Les plus anciennes traces physiques qui aient pu être conservées sont italiennes et datent du 15e siècle : le
prototype noir et blanc dit "de Mantegna", ainsi que des tarots incomplets pour la plupart : ceux de la famille
Visconti-Sforza, celui dit "de Charles VI" (peint par Gringonneur),
le Sola-Busca et le Boiardo. En France, c'est dans le récit Gargantua de Rabelais qu'on retrouve la première référence au nom "tarot" et les
cartes les plus anciennes retrouvées à ce jour sont celles de Catelin
Geofroy (1557).
Pour en revenir à Jodorowsky et
Camoin, si on excepte leur abus de langage quand ils prétendent
divulguer la symbolique originelle authentique, leur tarot s'inscrit
dans la tradition des réalisations marseillaises du 18e siècle et est
admirable à plusieurs égards. Jodo l'accompagne même d'une méthode
d'interprétation et de tirage particulièrement constructive, axée sur
des clés de compréhension psychologique, sur des solutions à des
blocages et sur une certaine quête d'harmonie et de sagesse (cf. La
Voie du Tarot, co-écrit avec Marianne Costa, chez Albin Michel).
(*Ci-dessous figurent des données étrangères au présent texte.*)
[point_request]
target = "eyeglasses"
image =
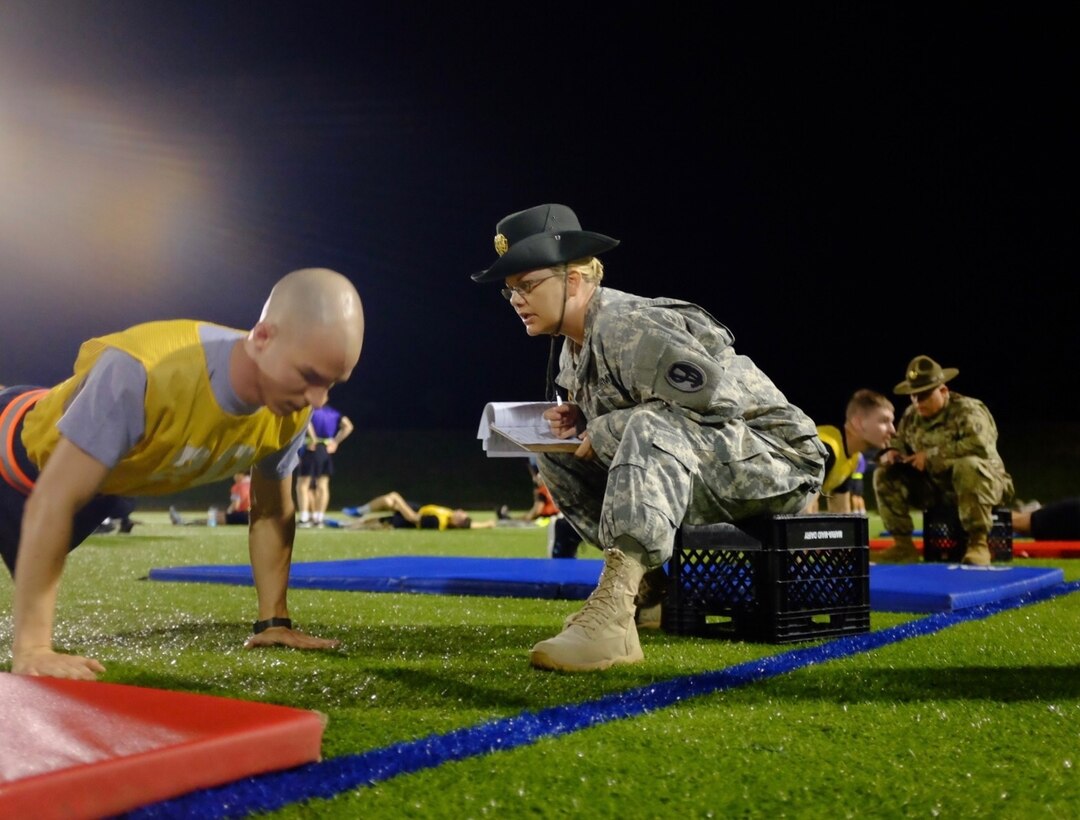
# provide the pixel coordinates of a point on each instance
(922, 395)
(524, 287)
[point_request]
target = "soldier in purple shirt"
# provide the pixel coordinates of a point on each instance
(327, 429)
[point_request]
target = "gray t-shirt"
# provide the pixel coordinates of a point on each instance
(107, 415)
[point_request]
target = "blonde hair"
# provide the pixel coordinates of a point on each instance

Avec
l'expérience, l'auteur a aussi jugé utile d'adjoindre un acte dit "psychomagique" à la prise de conscience que permet un tirage, autrement dit
un acte surréaliste bien précis à accomplir pour surmonter une peur ou
dénouer une situation problématique (cf. le recueil d'entretiens Le
théâtre de la guérison).
Alexandro Jodorowsky s'est également spécialisé dans une forme
personnelle de "constellations familiales", plus intuitive et dynamique
que la méthode inventée par Bert Hellinger. Toujours avec l'aide du
Tarot, sa "métagénéalogie" cherche à résoudre les douleurs, manques ou
conflits familiaux larvés qui impactent toutes nos autres relations au
présent. (cf. Métagénéalogie, co-écrit avec M. Costa, toujours chez
Albin Michel)
Philippe
Camoin, de son côté, a développé d'autres théories et méthodes liées à
son tarot, mais qui ne remportent pas l'adhésion de son ancien
associé, comme vous le découvrirez dans un de mes entretiens avec JODO.